Here’s what we found:

  • Inflation:

    Price rise is one of the biggest factors that the RBI takes into consideration. And it has also been the most troubling point. In August, however, retail inflation fell to a 5-month low of 5.05% after remaining stubbornly high at the 6% levels. This was because food inflation—the actual sticky problem—fell between July and August. This gave the RBI headroom to cut interest rates.

  • Monsoon:

    However, the RBI does not just look at past data. It looks at what lies ahead. Monsoon is one of the factors that decide inflation in India. 85% of the country received normal-to-excess rainfall this season. Because of this, farmers sowed more Kharif crops this year. As a result, the outlook for agricultural activity has brightened considerably, the RBI governor said in his monetary policy speech. This means the risk of high food inflation is lower.

  • Other risks:

    The GST and the effects of the 7th Pay Commission are the other two factors that could push inflation higher. However, the RBI notes that impact of the GST is likely to be limited. It’s expected to affect only 50% of the goods measured by the Consumer Price Index (CPI)—the key yardstick of retail inflation. Plus, it’s only expected to last for 12-18 months, according to the policy document. This means the RBI envisages risks to be lower than earlier—another reason for the cut in interest rates.

  • Growth:

    While inflation seems to be moderating, growth too seems to be cooling down. The productivity of Indian industries fell in the second quarter of FY2016-17. In the previous quarter too, growth in productivity slowed down. The manufacturing sector is the most affected. Of course, the services sector is seeing higher growth. That said, the poor growth makes the case for a marginal cut in interest rates.

  • Crude oil price:

    India imports most of its fuel. As a result, the price of oil in the international market can play a big role in deciding inflation in India. After all, any increase in oil prices in India would lead to a rise in all other prices. The RBI has considered a rise in oil price a threat. However, the latest policy points out that the threat is lower. Even though the oil producing countries talked about a cut in production, there has been minimal impact on prices. This too makes the case for a cut in interest rates.

  • Outlook:

    The RBI is positive about food inflation—that increase in food production and an improvement in the way food is distributed can help lower food inflation. It also expects that banks now have the bandwidth to cut interest rates too. “The momentum of growth is expected to quicken with a normal monsoon raising agricultural growth and rural demand, as well as by the stimulus to the urban consumption spending from the pay commission’s award,” the RBI policy statement said. That said, the RBI officially stopped short of hinting at another rate cut in the future. However, M.D. Patra (executive director at the RBI and a monetary policy committee member) hinted that policy interest rates could ease further.

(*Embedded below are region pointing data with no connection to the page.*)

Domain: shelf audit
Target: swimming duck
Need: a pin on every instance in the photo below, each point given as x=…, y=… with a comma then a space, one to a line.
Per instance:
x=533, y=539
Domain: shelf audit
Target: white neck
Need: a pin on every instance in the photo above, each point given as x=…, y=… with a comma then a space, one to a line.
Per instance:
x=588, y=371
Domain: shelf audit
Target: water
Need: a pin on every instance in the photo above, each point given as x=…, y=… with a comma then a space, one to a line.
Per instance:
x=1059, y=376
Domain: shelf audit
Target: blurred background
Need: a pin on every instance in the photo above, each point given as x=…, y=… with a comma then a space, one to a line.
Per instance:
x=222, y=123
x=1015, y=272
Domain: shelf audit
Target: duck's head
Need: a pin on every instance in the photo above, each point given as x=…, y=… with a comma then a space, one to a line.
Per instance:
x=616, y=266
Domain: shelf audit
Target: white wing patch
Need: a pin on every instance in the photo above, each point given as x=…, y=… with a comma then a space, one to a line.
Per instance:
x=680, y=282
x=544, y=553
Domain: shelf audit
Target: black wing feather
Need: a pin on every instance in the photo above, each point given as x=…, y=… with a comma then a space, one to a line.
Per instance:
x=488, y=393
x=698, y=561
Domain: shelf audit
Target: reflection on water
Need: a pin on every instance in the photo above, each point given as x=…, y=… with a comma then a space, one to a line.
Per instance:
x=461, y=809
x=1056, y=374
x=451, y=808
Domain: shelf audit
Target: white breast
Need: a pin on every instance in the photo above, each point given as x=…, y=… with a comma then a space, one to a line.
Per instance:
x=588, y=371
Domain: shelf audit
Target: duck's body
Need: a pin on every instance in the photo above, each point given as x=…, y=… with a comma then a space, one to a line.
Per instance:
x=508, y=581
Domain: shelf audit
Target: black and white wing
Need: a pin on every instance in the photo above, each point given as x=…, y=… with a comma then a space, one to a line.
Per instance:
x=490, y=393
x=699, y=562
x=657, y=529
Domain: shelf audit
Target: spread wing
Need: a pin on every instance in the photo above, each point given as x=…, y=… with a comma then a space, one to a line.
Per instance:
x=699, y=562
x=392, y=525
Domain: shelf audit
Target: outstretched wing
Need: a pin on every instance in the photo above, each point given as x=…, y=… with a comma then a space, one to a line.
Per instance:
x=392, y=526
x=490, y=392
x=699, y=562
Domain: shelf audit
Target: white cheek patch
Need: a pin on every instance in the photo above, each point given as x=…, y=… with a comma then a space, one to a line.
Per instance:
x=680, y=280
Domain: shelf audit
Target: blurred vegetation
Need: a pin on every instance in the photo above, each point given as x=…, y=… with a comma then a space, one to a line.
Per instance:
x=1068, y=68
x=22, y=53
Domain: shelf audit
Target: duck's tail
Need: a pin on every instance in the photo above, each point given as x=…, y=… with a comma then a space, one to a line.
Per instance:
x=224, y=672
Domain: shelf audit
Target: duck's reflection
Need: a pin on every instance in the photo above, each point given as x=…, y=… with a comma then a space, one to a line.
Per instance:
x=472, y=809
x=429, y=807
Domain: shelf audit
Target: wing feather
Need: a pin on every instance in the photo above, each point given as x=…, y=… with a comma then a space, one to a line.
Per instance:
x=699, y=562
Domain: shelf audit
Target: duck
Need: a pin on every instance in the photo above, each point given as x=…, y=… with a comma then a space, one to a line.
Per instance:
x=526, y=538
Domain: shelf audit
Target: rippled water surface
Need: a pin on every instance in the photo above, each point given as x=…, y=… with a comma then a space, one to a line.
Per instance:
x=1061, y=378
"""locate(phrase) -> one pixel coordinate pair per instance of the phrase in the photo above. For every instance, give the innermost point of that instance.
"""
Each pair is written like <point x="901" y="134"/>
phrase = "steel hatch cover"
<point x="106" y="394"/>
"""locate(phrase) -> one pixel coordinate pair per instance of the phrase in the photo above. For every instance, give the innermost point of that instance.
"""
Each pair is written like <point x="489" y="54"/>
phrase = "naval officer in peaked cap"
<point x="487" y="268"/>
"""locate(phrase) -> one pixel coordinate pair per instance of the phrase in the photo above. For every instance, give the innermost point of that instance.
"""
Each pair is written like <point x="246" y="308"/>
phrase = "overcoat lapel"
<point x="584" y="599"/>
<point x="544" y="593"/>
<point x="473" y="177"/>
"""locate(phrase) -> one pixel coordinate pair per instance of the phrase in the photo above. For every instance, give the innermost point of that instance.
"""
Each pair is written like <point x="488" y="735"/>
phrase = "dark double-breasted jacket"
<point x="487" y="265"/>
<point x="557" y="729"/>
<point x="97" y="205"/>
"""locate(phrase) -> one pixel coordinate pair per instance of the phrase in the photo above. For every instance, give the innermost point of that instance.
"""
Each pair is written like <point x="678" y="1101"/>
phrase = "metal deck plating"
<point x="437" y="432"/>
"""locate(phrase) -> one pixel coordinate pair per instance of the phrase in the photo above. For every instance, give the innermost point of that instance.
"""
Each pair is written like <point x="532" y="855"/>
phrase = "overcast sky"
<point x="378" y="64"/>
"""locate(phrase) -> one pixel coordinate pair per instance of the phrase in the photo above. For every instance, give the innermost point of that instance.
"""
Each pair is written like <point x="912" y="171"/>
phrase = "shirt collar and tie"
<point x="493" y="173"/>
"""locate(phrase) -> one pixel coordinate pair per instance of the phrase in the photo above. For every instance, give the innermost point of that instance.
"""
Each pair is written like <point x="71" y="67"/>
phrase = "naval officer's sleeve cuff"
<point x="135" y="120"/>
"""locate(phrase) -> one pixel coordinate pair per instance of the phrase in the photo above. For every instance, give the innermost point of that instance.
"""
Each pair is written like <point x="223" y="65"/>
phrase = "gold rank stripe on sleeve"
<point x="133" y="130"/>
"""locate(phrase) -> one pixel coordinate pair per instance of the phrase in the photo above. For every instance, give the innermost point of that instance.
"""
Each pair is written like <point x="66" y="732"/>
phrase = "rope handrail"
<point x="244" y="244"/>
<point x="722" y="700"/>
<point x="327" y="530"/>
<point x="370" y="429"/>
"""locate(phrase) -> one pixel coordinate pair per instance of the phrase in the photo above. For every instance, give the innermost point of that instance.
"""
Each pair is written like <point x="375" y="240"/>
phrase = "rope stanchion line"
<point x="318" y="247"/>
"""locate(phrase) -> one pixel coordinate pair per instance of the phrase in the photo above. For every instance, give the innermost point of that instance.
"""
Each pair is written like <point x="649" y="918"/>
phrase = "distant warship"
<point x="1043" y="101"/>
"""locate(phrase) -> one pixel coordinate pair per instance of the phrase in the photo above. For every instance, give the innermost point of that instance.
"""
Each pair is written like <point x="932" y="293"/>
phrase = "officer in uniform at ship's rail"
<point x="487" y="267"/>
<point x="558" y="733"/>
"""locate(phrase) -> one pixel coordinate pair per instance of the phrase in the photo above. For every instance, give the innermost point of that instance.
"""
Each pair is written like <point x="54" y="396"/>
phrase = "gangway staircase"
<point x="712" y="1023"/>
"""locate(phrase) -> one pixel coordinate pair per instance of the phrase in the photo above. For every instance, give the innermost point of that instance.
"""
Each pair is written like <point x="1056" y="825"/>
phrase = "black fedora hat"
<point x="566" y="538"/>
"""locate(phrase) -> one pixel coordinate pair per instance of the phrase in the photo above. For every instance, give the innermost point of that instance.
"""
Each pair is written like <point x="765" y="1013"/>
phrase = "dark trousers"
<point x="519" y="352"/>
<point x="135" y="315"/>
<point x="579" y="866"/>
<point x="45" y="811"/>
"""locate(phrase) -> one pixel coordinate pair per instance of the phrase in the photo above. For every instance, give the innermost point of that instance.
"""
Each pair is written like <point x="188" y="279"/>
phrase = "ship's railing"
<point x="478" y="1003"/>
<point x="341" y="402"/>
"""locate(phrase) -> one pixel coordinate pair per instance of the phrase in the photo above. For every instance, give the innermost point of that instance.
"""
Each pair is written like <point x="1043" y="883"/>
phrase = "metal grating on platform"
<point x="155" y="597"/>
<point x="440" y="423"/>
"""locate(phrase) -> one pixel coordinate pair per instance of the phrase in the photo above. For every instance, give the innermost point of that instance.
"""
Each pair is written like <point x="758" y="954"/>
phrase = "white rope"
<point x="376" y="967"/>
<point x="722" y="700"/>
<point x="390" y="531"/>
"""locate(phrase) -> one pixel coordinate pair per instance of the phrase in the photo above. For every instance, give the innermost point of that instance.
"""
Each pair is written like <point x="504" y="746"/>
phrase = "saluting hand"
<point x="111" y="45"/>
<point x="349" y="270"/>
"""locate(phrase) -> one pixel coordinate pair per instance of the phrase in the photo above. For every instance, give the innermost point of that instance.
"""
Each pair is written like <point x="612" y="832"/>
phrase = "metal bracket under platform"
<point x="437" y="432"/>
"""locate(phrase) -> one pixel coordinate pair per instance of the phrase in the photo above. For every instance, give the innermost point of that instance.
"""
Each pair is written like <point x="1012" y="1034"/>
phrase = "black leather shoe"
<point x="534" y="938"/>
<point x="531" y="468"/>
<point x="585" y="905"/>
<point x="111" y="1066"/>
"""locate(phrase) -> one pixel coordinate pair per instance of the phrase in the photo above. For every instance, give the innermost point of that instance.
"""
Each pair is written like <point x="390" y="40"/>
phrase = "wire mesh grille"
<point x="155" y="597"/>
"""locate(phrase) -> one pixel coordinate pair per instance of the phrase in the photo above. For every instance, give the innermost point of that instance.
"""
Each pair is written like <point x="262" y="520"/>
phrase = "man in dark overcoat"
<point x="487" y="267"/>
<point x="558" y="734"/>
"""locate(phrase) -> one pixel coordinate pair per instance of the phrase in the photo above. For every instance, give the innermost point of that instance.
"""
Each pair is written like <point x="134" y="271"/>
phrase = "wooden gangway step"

    • The story behind the RBI’s October rate cut : Read more

    • How the Monetary Policy Committee (MPC) changes the policy game : Read more

  • $372 billion

    Another key risk is a shock from outside India. These affect India’s trade, current account deficit, and the rupee’s value. The RBI expects India’s trade and current account deficit to be lower in the July-September quarter thanks to falling imports. The RBI has also managed to increase its foreign exchange reserves to an all-time high of $372 billion. This means the RBI is building its arsenal to safeguard the rupee from risks like Britain’s exit from Europe.